Hi Forum,
I'm cleaning about 100,000 addresses and the address variable contains the house number, street direction, street, street type, and unit numbers. I only need the house number, street direction, street, and street type with one space and without periods. I do not need any 1/2, 1/4, or 3/4 with the housing number.

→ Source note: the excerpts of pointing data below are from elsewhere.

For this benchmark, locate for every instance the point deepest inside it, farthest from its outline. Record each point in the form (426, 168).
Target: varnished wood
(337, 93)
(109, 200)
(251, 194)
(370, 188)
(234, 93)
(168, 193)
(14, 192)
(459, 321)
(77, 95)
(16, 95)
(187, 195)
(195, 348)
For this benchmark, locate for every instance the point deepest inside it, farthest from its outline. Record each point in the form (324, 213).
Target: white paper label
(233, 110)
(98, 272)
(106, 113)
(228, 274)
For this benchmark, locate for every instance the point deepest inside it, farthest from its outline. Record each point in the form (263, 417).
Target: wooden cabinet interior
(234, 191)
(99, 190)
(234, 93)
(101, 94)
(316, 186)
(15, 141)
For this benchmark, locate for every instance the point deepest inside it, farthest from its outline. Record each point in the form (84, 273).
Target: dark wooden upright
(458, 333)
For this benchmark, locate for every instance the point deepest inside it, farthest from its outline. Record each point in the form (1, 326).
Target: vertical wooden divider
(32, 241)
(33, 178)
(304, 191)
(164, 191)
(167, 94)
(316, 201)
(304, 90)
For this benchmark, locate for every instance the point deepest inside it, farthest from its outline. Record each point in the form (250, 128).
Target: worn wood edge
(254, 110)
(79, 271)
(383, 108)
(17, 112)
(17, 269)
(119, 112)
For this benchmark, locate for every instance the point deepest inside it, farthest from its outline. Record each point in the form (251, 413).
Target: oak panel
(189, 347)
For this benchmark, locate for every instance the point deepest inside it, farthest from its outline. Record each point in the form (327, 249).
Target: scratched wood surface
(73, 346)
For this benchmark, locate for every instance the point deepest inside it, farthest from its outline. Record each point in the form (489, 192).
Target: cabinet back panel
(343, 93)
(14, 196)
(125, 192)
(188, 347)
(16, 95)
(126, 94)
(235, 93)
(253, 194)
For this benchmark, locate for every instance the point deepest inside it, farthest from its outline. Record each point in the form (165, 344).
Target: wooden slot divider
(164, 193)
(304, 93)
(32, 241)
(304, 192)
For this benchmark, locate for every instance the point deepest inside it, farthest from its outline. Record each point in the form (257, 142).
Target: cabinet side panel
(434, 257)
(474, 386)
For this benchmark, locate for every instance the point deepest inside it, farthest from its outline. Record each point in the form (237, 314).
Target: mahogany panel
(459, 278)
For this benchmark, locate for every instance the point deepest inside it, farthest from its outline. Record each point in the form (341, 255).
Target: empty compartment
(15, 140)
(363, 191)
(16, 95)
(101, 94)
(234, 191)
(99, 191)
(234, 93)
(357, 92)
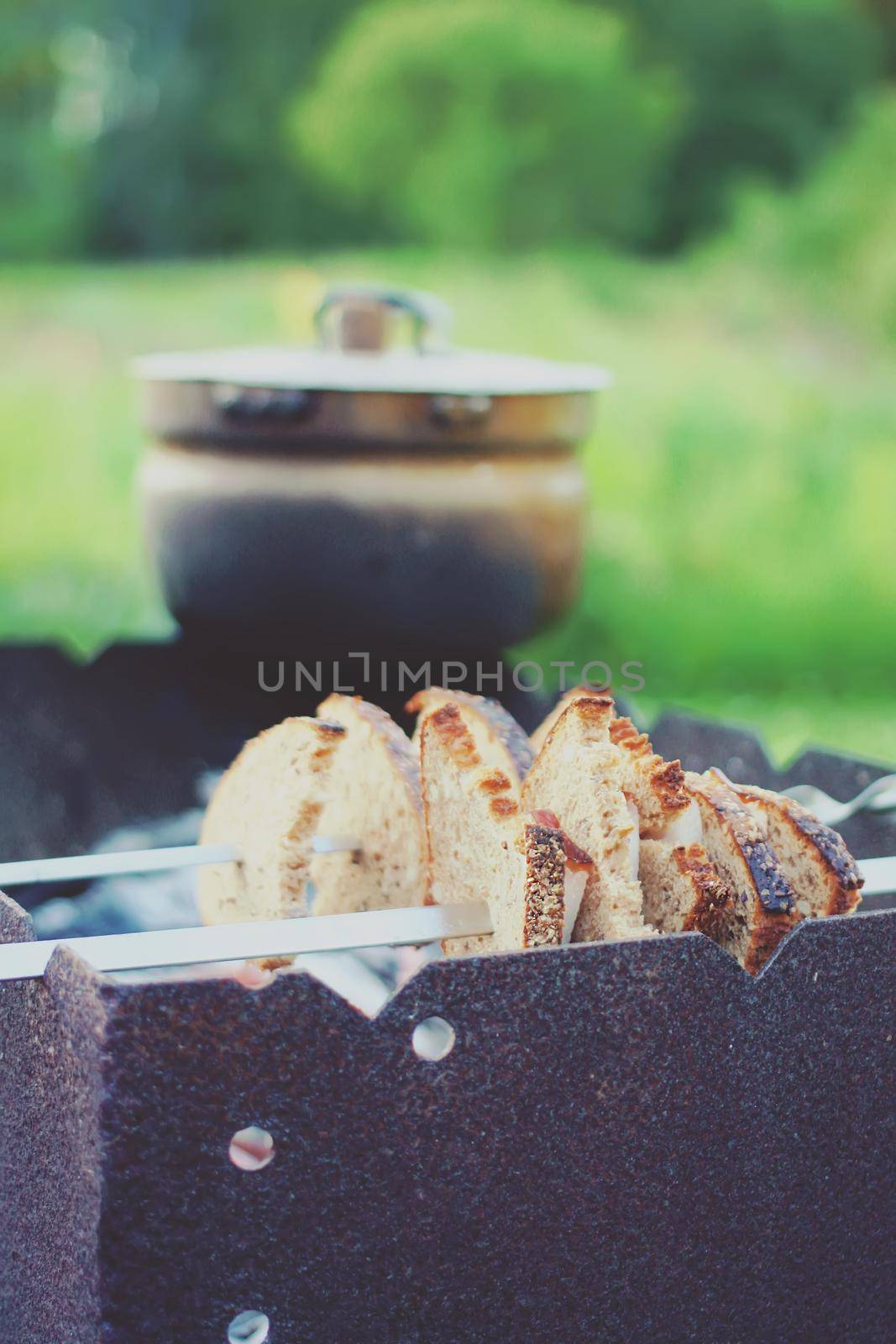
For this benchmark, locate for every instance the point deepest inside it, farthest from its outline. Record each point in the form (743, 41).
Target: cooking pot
(364, 492)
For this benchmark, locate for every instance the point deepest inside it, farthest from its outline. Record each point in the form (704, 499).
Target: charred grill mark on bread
(658, 786)
(575, 777)
(268, 804)
(456, 737)
(396, 741)
(768, 879)
(763, 909)
(579, 692)
(510, 746)
(820, 866)
(712, 893)
(481, 847)
(375, 796)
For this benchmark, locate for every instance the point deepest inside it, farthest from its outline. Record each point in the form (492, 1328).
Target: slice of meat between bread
(763, 909)
(815, 859)
(481, 847)
(575, 774)
(376, 806)
(268, 806)
(499, 738)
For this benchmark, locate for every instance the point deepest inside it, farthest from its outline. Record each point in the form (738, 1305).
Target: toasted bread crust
(544, 886)
(712, 895)
(766, 907)
(820, 844)
(448, 725)
(667, 779)
(770, 885)
(497, 719)
(579, 692)
(270, 880)
(396, 743)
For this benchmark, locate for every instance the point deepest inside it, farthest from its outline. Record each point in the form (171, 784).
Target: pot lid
(355, 354)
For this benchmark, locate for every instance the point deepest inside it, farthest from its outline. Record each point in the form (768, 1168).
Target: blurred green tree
(42, 167)
(770, 82)
(497, 123)
(840, 226)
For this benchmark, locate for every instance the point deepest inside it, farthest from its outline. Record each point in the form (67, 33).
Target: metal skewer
(246, 941)
(81, 867)
(411, 927)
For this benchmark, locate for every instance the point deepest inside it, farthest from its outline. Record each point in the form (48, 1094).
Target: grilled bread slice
(269, 806)
(499, 738)
(683, 889)
(481, 847)
(763, 909)
(540, 736)
(812, 857)
(376, 806)
(656, 786)
(577, 776)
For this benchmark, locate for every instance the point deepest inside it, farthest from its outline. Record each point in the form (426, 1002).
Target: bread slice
(577, 776)
(540, 736)
(765, 907)
(375, 801)
(499, 738)
(813, 858)
(656, 786)
(268, 806)
(479, 844)
(683, 889)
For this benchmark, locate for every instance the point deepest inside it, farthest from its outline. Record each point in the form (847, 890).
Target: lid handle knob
(358, 318)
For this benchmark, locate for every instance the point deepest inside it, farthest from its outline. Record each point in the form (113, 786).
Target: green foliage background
(700, 197)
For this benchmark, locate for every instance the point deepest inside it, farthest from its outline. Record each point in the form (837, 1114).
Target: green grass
(743, 470)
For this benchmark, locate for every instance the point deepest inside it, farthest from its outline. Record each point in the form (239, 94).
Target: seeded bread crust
(819, 864)
(575, 776)
(508, 746)
(544, 885)
(683, 889)
(763, 909)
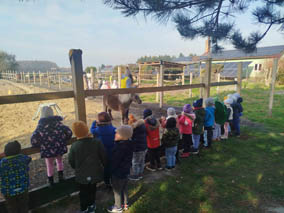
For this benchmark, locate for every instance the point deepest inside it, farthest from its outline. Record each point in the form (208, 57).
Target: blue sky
(47, 29)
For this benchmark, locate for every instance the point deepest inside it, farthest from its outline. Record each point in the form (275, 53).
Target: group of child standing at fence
(116, 155)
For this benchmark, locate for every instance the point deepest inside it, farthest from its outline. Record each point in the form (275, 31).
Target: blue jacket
(209, 116)
(51, 137)
(106, 134)
(14, 175)
(121, 159)
(237, 109)
(139, 137)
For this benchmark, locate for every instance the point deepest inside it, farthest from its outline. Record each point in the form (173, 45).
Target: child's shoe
(91, 209)
(114, 209)
(150, 168)
(133, 177)
(61, 176)
(185, 155)
(168, 168)
(124, 207)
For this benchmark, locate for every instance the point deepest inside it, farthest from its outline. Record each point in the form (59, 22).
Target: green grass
(239, 175)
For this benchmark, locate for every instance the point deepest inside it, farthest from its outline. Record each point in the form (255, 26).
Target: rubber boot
(60, 176)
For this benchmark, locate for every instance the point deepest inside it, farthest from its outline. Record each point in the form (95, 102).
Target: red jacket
(185, 124)
(153, 133)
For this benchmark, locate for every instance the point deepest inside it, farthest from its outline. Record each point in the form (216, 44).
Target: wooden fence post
(93, 77)
(201, 80)
(139, 75)
(75, 57)
(40, 78)
(158, 84)
(240, 76)
(161, 84)
(190, 82)
(218, 80)
(183, 76)
(34, 76)
(59, 81)
(207, 78)
(272, 86)
(119, 76)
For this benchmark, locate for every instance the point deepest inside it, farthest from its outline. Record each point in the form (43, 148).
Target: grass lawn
(239, 175)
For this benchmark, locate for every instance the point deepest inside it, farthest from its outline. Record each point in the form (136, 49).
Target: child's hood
(153, 123)
(51, 119)
(138, 123)
(240, 100)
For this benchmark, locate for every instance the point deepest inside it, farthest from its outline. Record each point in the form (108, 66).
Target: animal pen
(44, 194)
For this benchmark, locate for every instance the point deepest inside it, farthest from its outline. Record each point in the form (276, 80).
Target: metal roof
(230, 68)
(261, 52)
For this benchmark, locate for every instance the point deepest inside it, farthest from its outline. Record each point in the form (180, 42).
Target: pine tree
(209, 18)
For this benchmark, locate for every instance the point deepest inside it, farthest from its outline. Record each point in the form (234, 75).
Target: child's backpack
(220, 113)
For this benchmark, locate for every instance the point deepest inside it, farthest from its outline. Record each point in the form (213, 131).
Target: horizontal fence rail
(13, 99)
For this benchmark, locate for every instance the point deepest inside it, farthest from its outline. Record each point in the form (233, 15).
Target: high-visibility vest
(124, 82)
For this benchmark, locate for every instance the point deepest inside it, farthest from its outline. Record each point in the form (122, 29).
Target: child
(104, 130)
(238, 109)
(153, 140)
(87, 157)
(170, 140)
(209, 120)
(14, 175)
(220, 119)
(185, 123)
(139, 143)
(229, 120)
(121, 164)
(197, 129)
(51, 137)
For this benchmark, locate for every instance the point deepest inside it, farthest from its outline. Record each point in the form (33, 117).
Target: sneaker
(168, 168)
(185, 155)
(195, 152)
(91, 209)
(125, 207)
(133, 177)
(150, 168)
(114, 209)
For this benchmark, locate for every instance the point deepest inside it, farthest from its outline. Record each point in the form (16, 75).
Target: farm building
(227, 60)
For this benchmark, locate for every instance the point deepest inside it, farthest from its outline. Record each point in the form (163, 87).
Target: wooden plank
(240, 72)
(119, 76)
(75, 57)
(207, 81)
(272, 86)
(14, 99)
(161, 84)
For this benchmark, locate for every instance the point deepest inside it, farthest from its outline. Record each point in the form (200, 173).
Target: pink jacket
(185, 123)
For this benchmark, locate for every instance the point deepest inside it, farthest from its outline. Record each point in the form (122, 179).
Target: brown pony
(120, 103)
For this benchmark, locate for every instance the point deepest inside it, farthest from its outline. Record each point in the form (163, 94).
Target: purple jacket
(51, 137)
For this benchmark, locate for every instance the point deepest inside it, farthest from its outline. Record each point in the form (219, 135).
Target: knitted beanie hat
(132, 119)
(103, 117)
(147, 113)
(187, 108)
(125, 131)
(80, 129)
(171, 123)
(46, 112)
(209, 102)
(198, 103)
(12, 148)
(171, 112)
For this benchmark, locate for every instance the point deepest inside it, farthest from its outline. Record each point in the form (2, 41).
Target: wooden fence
(44, 194)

Here's an example of the type of addresses I have:
12345 1/2 SAS ST APT C
111 COMPUTER GREEN LN APT1
2222 N. N PROCEDURE RD #2
2255 N N PROCEDURE RD # 3
333 W W. MACRO DR UNIT4
44444 1/4 SEMICOLON AVE STE 5 STE 5
5555 FREQ BLVD 57
There are leading and trailing blanks and multiple spaces .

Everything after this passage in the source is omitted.